Ring Transformation of Cyclopropenes to Benzo‐Fused Five‐Membered Oxa‐ and Aza‐Heterocycles via a Formal [4+1] Cyclization

• Published in: Advanced science Vol. 11; no. 40; pp. e2407931 - n/a
• Main Authors: Gu, Fengyan, Lin, Binyan, Peng, Zhi‐Huan, Liu, Shijie, Wu, Yuanqing, Luo, Mei, Ding, Ning, Zhan, Qichen, Cao, Peng, Zhou, Zhi, Cao, Tao
• Format: Journal Article
• Language: English
• Published: Germany John Wiley & Sons, Inc 01.10.2024; John Wiley and Sons Inc; Wiley
• Subjects: Carbon; cyclopropenes; DFT calculations; heterocycles; late‐stage modifications; Ligands; Nitrogen; rhodium; ring transformation; late‐stage modifications; cyclopropenes; ring transformation; heterocycles; DFT calculations; rhodium
• ISSN: 2198-3844; 2198-3844
• DOI: 10.1002/advs.202407931

In the context of the growing importance of heterocyclic compounds across various disciplines, numerous strategies for their construction have emerged. Exploiting the distinctive properties of cyclopropenes, this study introduces an innovative approach for the synthesis of benzo‐fused five‐membered oxa‐ and aza‐heterocycles through a formal [4+1] cyclization and subsequent acid‐catalyzed intramolecular O‐ to N‐ rearrangement. These transformations exhibit mild reaction conditions and a wide substrate scope. The applications in the late‐stage modification of complex molecules and in the synthesis of a potential PD‐L1 gene down‐regulator, make this method highly appealing in related fields.

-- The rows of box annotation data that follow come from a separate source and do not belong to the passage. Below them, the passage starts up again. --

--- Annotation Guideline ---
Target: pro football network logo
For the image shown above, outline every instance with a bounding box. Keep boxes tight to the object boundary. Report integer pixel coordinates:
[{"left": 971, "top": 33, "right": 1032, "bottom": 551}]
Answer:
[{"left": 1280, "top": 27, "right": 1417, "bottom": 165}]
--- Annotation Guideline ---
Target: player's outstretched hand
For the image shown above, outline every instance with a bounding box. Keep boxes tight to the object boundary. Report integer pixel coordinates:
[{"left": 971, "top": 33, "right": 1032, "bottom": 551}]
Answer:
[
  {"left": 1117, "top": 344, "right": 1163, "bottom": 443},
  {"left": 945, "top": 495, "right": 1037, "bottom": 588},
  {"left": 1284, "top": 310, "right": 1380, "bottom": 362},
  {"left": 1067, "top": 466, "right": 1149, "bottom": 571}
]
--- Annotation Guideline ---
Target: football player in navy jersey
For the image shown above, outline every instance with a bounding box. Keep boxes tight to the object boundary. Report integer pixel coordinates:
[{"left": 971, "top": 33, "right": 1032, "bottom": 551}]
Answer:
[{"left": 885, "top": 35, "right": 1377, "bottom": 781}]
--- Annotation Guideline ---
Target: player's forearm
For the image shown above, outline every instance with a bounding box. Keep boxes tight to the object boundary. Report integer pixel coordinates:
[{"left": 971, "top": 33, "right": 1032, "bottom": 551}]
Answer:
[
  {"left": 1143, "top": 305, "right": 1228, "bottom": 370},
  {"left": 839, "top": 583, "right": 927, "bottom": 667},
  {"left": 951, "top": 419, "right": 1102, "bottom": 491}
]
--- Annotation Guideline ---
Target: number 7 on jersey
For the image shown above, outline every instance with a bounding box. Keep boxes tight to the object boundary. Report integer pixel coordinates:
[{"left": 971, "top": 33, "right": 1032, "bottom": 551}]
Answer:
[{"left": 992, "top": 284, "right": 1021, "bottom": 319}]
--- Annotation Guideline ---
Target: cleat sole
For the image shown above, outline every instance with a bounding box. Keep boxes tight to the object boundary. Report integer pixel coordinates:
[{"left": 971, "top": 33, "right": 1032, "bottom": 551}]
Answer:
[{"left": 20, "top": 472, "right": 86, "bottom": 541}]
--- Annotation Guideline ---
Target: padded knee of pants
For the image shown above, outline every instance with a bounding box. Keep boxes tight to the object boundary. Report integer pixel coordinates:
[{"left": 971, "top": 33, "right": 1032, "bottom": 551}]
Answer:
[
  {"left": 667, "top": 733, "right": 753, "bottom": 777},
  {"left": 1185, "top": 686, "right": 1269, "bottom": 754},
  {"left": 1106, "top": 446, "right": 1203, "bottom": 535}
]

Combined experimental mechanistic studies and DFT calculations demonstrate Rh(III)‐mediated sequential C─H coupling/π‐allylation/dynamically favorable O‐attack route. Taking advantage of the unique ring‐opening properties of cyclopropenes, a versatile and efficient approach toward benzo‐fused five‐membered oxa‐ and aza‐heterocycles from the same raw materials is reported. With this practical method, a potential PD‐L1 down‐regulator with a novel isobenzofuranone O‐alkyl oxime moiety is synthesized.